Are you addicted to social networks? (courtesy of Salsafrica Blog)
I’ve just watched a TED video featuring a highly impactful talk by psychologist Sherry Turkle on how we’re all becoming increasingly connected while becoming increasingly alone. It really set me thinking. Hard.
Quoting from Sherry:
“We’re lonely, but we’re afraid of intimacy. And so from social networks to sociable robots, we’re designing technologies that will give us the illusion of companionship without the demands of friendship.”
Do spend some time watching the talk below:
By focusing our attention on the screens in front of us, we escape from the realities of our relationships and situations at work, at home and at play. We’re constantly shifting our attention from one screen to another, from talking to a friend face-to-face to WhatsApp-ing another, from listening to a presentation to having our own backconversations on Twitter.
Our focus and concentration has been totally obliterated into bite-sized atoms. With hundreds or thousands of friends/followers/likers (and lurkers) to cultivate, all we can afford is a sentence here or a snide remark there.

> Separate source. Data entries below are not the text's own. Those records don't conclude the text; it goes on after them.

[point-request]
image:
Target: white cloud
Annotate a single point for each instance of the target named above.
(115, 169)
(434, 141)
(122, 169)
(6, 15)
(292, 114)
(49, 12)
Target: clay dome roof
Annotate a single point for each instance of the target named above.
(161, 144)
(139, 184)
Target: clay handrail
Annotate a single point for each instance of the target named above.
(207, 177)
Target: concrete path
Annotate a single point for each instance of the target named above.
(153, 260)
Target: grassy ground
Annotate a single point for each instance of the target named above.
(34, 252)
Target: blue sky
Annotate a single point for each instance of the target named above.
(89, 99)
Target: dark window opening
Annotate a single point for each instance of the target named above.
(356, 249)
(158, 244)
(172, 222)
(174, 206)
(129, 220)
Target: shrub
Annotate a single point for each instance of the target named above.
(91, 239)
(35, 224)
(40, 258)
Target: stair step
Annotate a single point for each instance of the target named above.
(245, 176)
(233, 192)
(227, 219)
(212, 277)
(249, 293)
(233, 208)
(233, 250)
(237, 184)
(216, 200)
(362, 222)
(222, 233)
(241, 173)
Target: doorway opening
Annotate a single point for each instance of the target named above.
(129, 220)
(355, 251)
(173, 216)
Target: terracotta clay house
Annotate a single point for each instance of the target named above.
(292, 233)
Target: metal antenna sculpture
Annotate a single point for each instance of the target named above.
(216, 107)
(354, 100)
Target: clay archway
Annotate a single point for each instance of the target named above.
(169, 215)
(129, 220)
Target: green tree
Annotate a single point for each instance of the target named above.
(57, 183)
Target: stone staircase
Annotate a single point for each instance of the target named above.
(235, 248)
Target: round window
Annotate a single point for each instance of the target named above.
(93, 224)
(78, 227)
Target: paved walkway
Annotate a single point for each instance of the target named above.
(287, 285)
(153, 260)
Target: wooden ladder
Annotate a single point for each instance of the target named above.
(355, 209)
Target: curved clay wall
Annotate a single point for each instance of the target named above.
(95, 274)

When I look around me on public buses, trains and shopping centres, everybody is staring hard into a smartphone. I myself am guilty of this, although lately I immerse myself more in books than in ceaseless and unending updates on social networks.
As Sherry has rightfully pointed out, the new adage is “I share, therefore I am”. By texting, sharing photos, commenting and posting videos of ourselves on Facebook, Twitter, Youtube, Google+ and myriad other platforms, we feel more complete, connected and “alive” as a being.
Like a friend who will never say “no” to you or tell you what you don’t want to hear, our mobile devices sometimes become more important than the real flesh and blood person standing in front of you. How often have we spent time with our family members or friends, staring at the big or small screens in front of us, with nary a word passing between us?
Its a paradox that the more connected we are, the most isolated we end up becoming. What’s especially ironical is that we are so addicted to these devices that we’re afraid of being with ourselves. Literally and metaphorically.
The most crushing phenomenon of our 24/7, always online and always on lifestyles is its effect on the younger generation. Teens these days have lost the ability to conduct a decent conversation. They become fidgety, nervous, and agitated when pulled away from these screens.
Honestly speaking, so do many of us “non-teens”!
Perhaps now is the time for us to regain our physical, emotional and mental selves away from the digitised bits. Let us put away those devices when the time comes for us to talk to one another, play, laugh and sleep. Let us give the people around us – our family, our friends, our associates, our colleagues – our attention and focus wherever we can, even when they ramble. Let us learn to listen and to engage each other again.